Enter MakerWare, Makerbot’s custom, mostly-closed source ReplicatorG replacement. While Makerware lacked dual-extrusion support at launch, it was added earlier this year. Since the update, I reconfigured our printer so it was running PLA on one head and ABS on the other—this makes printing using whichever material I want much more convenient. However, I hadn’t had a chance to test it out printing multiple colors on a single object using Makerware. I picked up a couple of fresh spools of ABS last weekend at MakerFaire, and figured that was as good an excuse as any to try dual-extrusion again.
My first multi-color attempt using Makerware was one of the gorgeous multi-color vases listed on Thingiverse (also pictured above).
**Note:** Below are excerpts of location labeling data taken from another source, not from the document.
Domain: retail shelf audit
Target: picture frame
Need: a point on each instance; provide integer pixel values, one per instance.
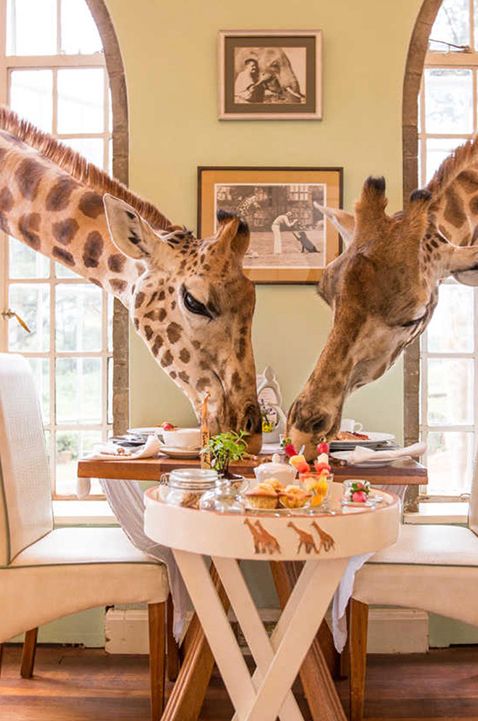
(270, 75)
(291, 241)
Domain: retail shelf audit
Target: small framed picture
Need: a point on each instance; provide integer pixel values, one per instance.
(270, 75)
(291, 242)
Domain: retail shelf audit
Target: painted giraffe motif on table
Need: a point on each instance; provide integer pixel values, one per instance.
(188, 299)
(306, 539)
(383, 289)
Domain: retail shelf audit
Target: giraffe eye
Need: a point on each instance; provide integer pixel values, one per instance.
(194, 305)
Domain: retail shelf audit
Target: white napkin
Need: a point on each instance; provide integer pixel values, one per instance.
(109, 451)
(360, 454)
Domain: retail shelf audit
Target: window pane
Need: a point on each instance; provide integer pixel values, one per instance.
(79, 33)
(41, 372)
(31, 96)
(452, 24)
(91, 148)
(450, 391)
(71, 445)
(78, 390)
(451, 328)
(450, 462)
(78, 317)
(32, 303)
(437, 150)
(25, 262)
(80, 100)
(31, 27)
(449, 100)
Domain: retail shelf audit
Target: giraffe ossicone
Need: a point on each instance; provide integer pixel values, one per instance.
(383, 289)
(188, 298)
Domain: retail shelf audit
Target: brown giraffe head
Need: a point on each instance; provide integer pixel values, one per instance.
(382, 291)
(193, 306)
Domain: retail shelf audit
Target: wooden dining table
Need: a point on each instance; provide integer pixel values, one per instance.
(321, 663)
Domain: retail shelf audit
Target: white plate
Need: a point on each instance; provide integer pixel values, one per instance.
(373, 438)
(146, 431)
(345, 455)
(186, 453)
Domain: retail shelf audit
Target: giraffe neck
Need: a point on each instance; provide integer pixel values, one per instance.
(47, 209)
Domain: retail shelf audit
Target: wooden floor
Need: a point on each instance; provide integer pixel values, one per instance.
(88, 685)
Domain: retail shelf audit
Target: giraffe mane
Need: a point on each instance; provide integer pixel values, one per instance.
(78, 167)
(459, 160)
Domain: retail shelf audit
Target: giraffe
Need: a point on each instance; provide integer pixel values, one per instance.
(383, 289)
(269, 542)
(256, 536)
(306, 539)
(326, 541)
(188, 298)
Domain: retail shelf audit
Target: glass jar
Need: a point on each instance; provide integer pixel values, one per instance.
(224, 498)
(186, 486)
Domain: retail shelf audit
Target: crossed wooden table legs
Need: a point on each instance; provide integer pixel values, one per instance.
(277, 659)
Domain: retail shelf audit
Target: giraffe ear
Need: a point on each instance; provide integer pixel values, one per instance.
(341, 220)
(232, 233)
(128, 231)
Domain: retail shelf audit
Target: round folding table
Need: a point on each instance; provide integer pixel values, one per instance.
(324, 542)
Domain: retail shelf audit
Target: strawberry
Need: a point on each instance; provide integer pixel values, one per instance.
(289, 450)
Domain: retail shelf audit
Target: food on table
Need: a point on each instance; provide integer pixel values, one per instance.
(318, 486)
(351, 436)
(356, 491)
(293, 497)
(263, 496)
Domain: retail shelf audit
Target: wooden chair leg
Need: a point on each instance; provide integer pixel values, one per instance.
(173, 650)
(28, 653)
(358, 657)
(157, 647)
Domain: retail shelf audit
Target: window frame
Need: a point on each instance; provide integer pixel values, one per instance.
(111, 62)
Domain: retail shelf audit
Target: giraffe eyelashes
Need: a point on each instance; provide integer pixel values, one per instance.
(193, 305)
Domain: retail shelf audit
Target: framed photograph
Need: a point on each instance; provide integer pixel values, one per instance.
(270, 75)
(290, 240)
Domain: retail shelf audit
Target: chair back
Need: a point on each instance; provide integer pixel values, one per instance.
(25, 493)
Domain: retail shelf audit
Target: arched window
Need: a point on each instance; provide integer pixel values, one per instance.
(53, 72)
(448, 354)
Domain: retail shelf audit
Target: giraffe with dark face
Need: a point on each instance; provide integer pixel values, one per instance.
(189, 299)
(384, 288)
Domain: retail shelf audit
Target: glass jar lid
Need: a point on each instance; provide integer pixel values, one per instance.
(193, 478)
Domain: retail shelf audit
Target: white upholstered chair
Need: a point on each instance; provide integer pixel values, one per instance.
(431, 567)
(47, 573)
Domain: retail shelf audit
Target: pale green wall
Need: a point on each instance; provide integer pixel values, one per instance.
(169, 51)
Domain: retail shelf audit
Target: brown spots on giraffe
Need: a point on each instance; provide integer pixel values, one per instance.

I set it up using the highest resolution setting, 0.1mm, which is what I usually use for prints today. Users of Makerware probably know that the Low and Medium print quality settings use MiracleGrue, Makerbot’s proprietary slicing engine, while the High quality setting uses ReplicatorG. MiracleGrue is dramatically faster than ReplicatorG, but it produces prints that are much lower quality (0.27mm vertical resolution vs. 0.1mm). I wanted to test both MiracleGrue and ReplicatorG with multi-color prints.
The difference in speed was quite remarkable. On my laptop, slicing the Julia vase took just under 8 hours to run using Makerware’s High quality setting and the ReplicatorG slicer. The slicing process converts a three-dimensional model into a series of layers that can then be translated into toolhead movements. This may seem like a relatively simple task, but it isn’t. The software has to take into account everything from the amount of plastic going into the print head to the mechanical properties of the hot plastic to the amount that it shrinks when it cools. To slice for a dual-extrusion printer, the software has to cut up slices for each color separately, weave the tool path commands together for each layer, and then check the tool path for potential crashes or other errors. The MiracleGrue slicer took about 10 minutes to do the same thing.
But wait, there’s a twist. Only the simplest of the multi-color objects I tried to print using the Miracle Grue slicer actually printed—the sample Makerbot tag that’s pictured above. The other objects failed in similar ways—each printed a portion of the first color of the first layer of the model, then stalled. This seems like it's probably a bug with the slicer. The ReplicatorG prints weren’t much better though, despite taking much longer to slice. Every time I tried to print the Julia vase, the filament going into the extruder head stripped at about the same place, a problem I haven't taken the time to figure out yet.
There is some good news though. I was able to get the cat pictured at the top of this post to print after spending a significant portion of the last three days. Unfortunately, the print finished too late to make him this week’s Mystery Object, so instead of a Mystery Object, he'll be an object lesson. If I’m going to try to do a dual-extrusion Mystery Object in the future, I need to start earlier in the week (or with something less complex).